Ehlers tied it 1-1 at 10:45 of the first, burying a shot just nine seconds into Winnipeg’s first power play of the night. His 19th of the year moved him into a tie for the team lead with Connor, which lasted all of 27 seconds.
Connor’s 20th, at 11:12, came off a great feed by Scheifele on a two-on-one rush. Scheifele then notched his 17th of the year at 13:54 with a beautiful backhander on a breakaway that chased Toronto goaltender Jack Campbell from the game.
“It’s unacceptable. I put the team and David (Rittich, the backup goalie) in a really tough spot. I know I can be a lot better than that,” Campbell told reporters following the game.
John Tavares got the Leafs within one at 6:47 of the second, but that’s as close as they’d get.
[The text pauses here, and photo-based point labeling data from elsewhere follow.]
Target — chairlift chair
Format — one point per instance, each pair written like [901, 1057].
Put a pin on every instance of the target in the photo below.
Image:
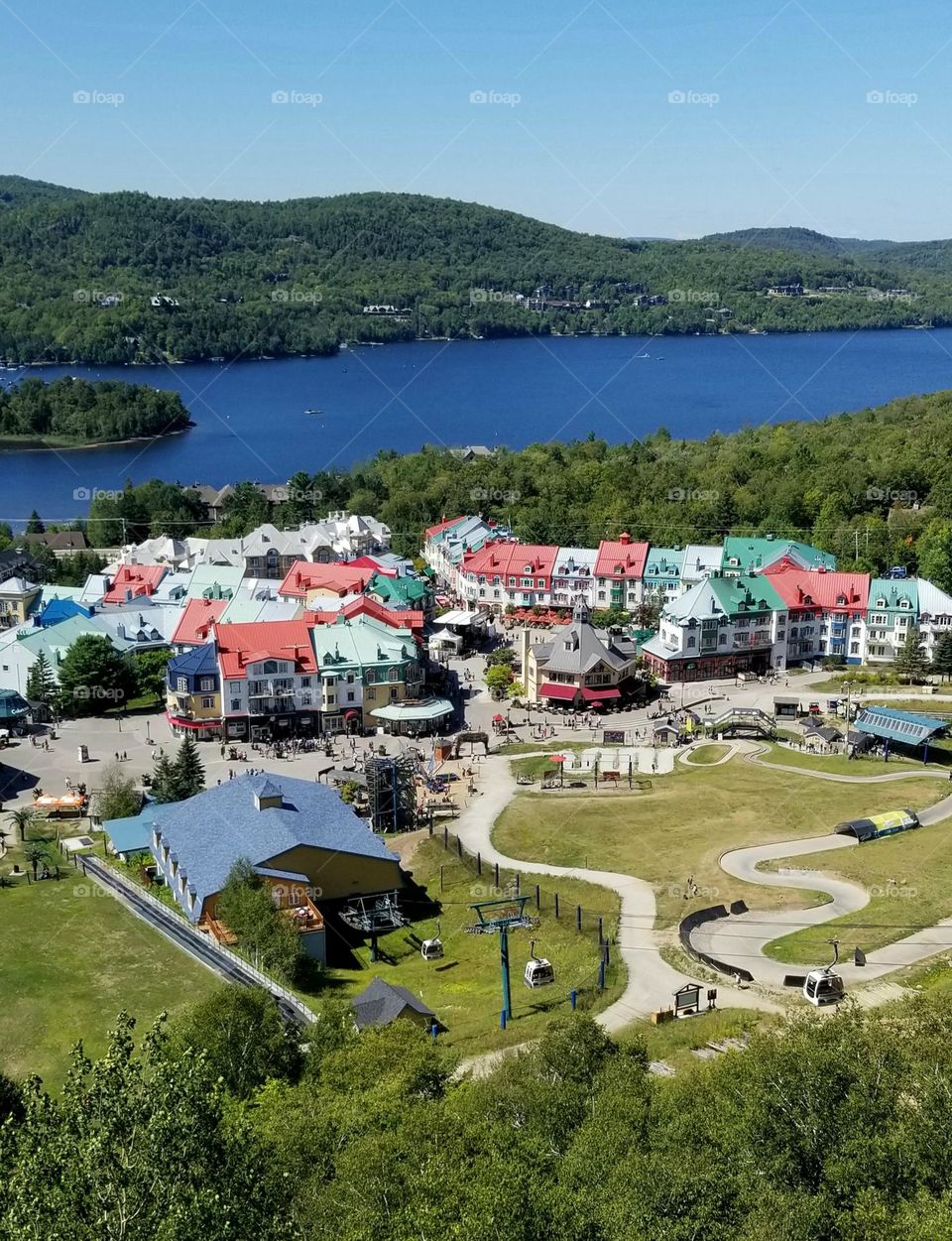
[432, 949]
[538, 970]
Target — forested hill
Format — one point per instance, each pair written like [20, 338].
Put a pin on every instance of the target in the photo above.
[127, 277]
[73, 412]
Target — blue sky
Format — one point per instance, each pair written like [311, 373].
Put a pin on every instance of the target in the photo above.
[671, 119]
Ehlers once again tied Connor at 5:34 of the final frame, stealing a puck from Mitch Marner and then poking it by Rittich. Connor, in a classic case of “anything you can do, I can do better,” pulled back in front once again with his 21st at 19:23, into an empty net.
The Jets have truly been road warriors this season, now with an NHL best 16-8-1 record away from Bell MTS Place.
“First of all, we feel like we’ve been on the road forever,” Scheifele said of possible keys to success. “We go out there, we’re not worried about the line matchups, we’re not worried about any of that. We’re just worried about playing hockey. We’ve got four lines, six defencemen and fantastic goaltenders that can all play in every situation. It’s great to have a deep team.”
That’s a trait that should serve Winnipeg well going forward, when the games really start to matter by mid-May.
“To be a good team road team, a bunch of things. You’ve got to be smart. You’ve got to be hard. You have to be comfortable, patient playing a simple game. The road game is the game that’s played in the playoffs. So I would take that,” said Maurice.
“I bring that (17 in 22) number up for a reason. Somebody told me that hasn’t happened since 1980, a team playing that many games (on the road), We don’t get a road game in our time zone. So when I looked at the schedule, that block from March 8 to the 19th of April for me we were either going to sink or swim on that. And maybe what’s happened is we found our identity in that.”